Ladenschluss-Aktionsbündnis (Gastbeitrag)
Einleitung

»Kostenlose Werbung für Thor Steinar«, »staatsbejahendes, paternalistisches Obrigkeitsdenken«, »rassistische, antisemitische und neonazistische Einstellungen sind das Problem, nicht Thor Steinar« – so die Kritik der Kritik an der Modemarke »Thor Steinar« im Heft »Investigate Thor Steinar«. Diskussionen, ob und wie eine Auseinandersetzung mit der Modemarke stattzufinden hat, und ob überhaupt, gibt es viele. Wir beschreiben die juristische Auseinandersetzung um die »Thor-Steinar«-Filialen, um zu zeigen, dass antifaschistische und zivilgesellschaftliche Intervention in dieser Hinsicht durchaus erfolgreich sein kann; wohl wissend, dass mensch sich auf diesem »Erfolg« nicht ausruhen darf.

Das »Narvik« in Magdeburg

Mitten in der Magdeburger Innenstadt, in einem Gebäudekomplex mit dem Namen »Grüne Zitadelle«, welches der jüdische Architekt Friedensreich Hundertwasser erbauen ließ, eröffnete am 27. Mai 2007 das Kleidungsgeschäft »Narvik«. Dabei handelte es sich um eine Filiale der Mediatex GmbH, diese vertreibt bundesweit die Marke »Thor Steinar«. Eigentümer des »Hundertwasserhauses« ist die Centrum Aqua Immobilien (C.A.I.) GmbH & Co. Kg, welche in Trägerschaft des katholischen Siedlungswerks St. Gertrud steht. Im Vorfeld der Eröffnung kam es zu einem Mietvertragsabschluss zwischen Mediatex GmbH und Hauseigentümer.

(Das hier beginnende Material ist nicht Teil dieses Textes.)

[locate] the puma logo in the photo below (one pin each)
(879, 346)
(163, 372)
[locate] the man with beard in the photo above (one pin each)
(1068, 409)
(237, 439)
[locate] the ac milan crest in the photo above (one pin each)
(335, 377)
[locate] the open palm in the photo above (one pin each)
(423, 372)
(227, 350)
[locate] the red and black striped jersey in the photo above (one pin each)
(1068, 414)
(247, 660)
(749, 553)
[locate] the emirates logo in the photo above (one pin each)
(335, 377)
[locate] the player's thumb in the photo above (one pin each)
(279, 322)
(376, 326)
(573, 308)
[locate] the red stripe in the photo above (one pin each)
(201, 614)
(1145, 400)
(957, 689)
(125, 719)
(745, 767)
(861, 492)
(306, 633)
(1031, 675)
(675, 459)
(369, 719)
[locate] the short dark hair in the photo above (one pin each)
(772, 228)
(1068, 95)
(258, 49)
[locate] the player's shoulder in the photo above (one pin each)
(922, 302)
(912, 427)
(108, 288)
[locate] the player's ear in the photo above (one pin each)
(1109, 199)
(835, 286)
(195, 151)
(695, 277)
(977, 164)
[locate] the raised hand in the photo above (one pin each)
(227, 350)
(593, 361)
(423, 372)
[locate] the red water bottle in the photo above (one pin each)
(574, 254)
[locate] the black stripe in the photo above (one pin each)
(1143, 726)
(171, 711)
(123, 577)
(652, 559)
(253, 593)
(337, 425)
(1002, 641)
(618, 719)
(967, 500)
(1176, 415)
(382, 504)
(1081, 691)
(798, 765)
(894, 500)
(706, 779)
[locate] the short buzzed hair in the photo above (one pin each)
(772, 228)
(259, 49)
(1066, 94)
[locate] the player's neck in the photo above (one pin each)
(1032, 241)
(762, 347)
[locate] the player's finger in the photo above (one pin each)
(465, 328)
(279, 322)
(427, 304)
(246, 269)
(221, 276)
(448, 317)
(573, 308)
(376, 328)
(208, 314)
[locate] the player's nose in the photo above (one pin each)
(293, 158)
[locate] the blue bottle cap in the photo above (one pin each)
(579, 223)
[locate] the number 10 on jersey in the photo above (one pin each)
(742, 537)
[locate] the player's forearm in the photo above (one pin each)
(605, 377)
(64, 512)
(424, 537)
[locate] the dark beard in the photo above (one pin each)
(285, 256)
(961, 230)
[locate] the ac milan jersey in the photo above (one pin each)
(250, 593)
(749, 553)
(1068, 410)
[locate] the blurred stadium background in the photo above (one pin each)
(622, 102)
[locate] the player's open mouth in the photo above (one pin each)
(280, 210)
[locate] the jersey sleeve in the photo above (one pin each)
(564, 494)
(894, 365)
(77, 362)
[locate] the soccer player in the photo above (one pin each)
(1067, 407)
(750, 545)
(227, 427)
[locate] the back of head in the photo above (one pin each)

Zivilgesellschaftliche und antifaschistische Proteste machten schließlich darauf aufmerksam, wer hier wirklich sein Unwesen trieb. Besonders der krasse Gegensatz zwischen dem »Hundertwasserhaus« und dem zukünftigen »Thor Steinar« Laden sowie dessen Kundschaft standen im Fokus von Öffentlichkeit und Medien. Kurz darauf entschloss sich der Eigentümer, den Betreibern des »Narvik« zu kündigen, der Mediatex-Geschäftsmann Uwe Meusel aus Niederlehme legte jedoch Widerspruch ein. Es folgte ein siebenmonatiger Rechtssteit vor der Zivilkammer des Landgerichts Magdeburg.

In der Klage geht es konkret um den Tatbestand der »arglistigen Täuschung« nach §123 Abs.1 BGB. Demnach kann ein Mietvertrag zwischen zwei Parteien angefochten werden, wenn über den Inhalt, in diesem Fall der Verkauf der Marke »Thor Steinar«, keine oder nur unzureichende Angaben gemacht worden. Die C.A.I GmbH & Co. Kg sei lediglich über ein »Sortiment« bestehend aus »einer Winter und Frühjahrskollektion« informiert wurden, der Name »Thor Steinar« tauchte in dem Vertragswerk nicht auf. Mit der Entscheidung der 5. Zivilkammer des Landgerichts Magdeburg wird dieser Klage statt gegeben. Demnach ist es die Pflicht des Mieters, dem Vermieter genaue Informationen über das Sortiment zukommen zu lassen.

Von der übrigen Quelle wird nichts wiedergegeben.